« Kamo, l’idée du siècle » de Daniel PENNAC


Pennac kamo l'idée du siècleEncore un livre qui ne sera pas resté longtemps dans la PAL ! En cette après-midi froide, tandis que la neige commençait petit à petit à fondre, j’ai eu envie d’un petit roman à lire dans la journée, un petit roman qui fasse du bien. Très vite mon choix s’est arrêté sur ce roman jeunesse de Daniel Pennac, parce que je savais qu’avec Daniel Pennac je n’allais pas m’ennuyer.

Kamo est le meilleur ami du narrateur. Ils se connaissent depuis la crèche, sont comme des frères. Kamo, c’est le garçon qu’on admire, le leader, celui qui fédère et que tout le monde admire et que l’on suit parce qu’il est super fort et ose dire les choses. Tout commence par la tristesse de Mado-Magie, l’assistance de crèche qui s’est occupée des garçons et qui est devenue un peu comme une tante, bref de la famille, de celle du narrateur et de celle de Kamo. La famille de Kamo est amputée du père, mort trop tôt. Les pères meurent toujours trop tôt. Bref, Mado-Magie est triste car son dernier fiancé l’a quittée et en plus est parti avec la télé.
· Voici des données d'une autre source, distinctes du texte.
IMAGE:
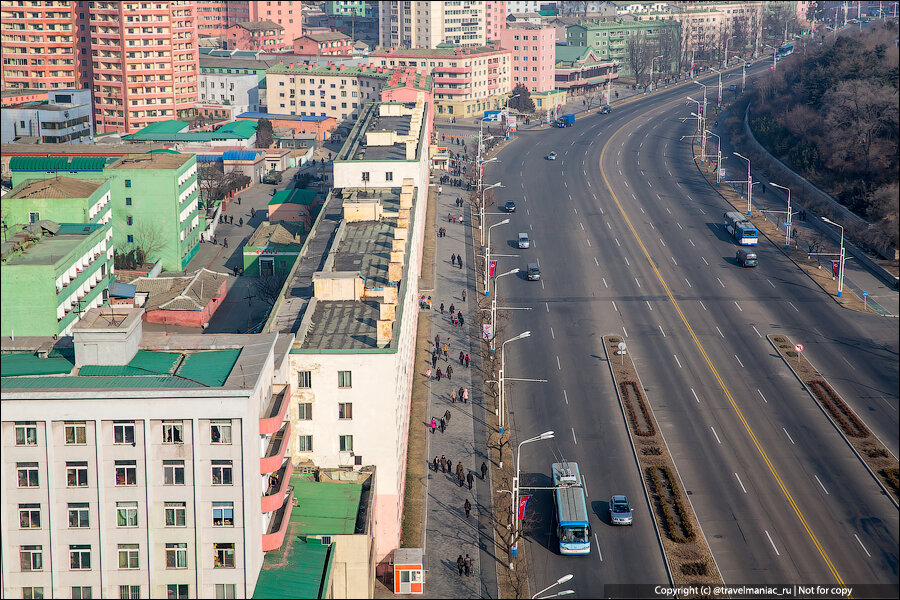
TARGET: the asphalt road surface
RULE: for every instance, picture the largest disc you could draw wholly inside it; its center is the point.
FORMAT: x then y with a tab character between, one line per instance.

Les garçons aimeraient bien l’aider, mais l’approche de l’entrée en sixième devient une préoccupation majeure. Il faut dire que tout le monde n’arrête de leur dire : n’oublies pas que l’année prochaine, tu entres en sixième. Tout le monde leur en parle sauf leur instit, M. Margerelle, et les élèves de CM2 et Kamo en tête se demandent bien pourquoi leur instit préféré ne leur en parle jamais, de cette sixième. C’est là que Kamo va avoir l’idée du siècle et que tout va se mettre en place pour le pire et le meilleur ! (oui j’ai inversé le diction, c’est fait exprès!).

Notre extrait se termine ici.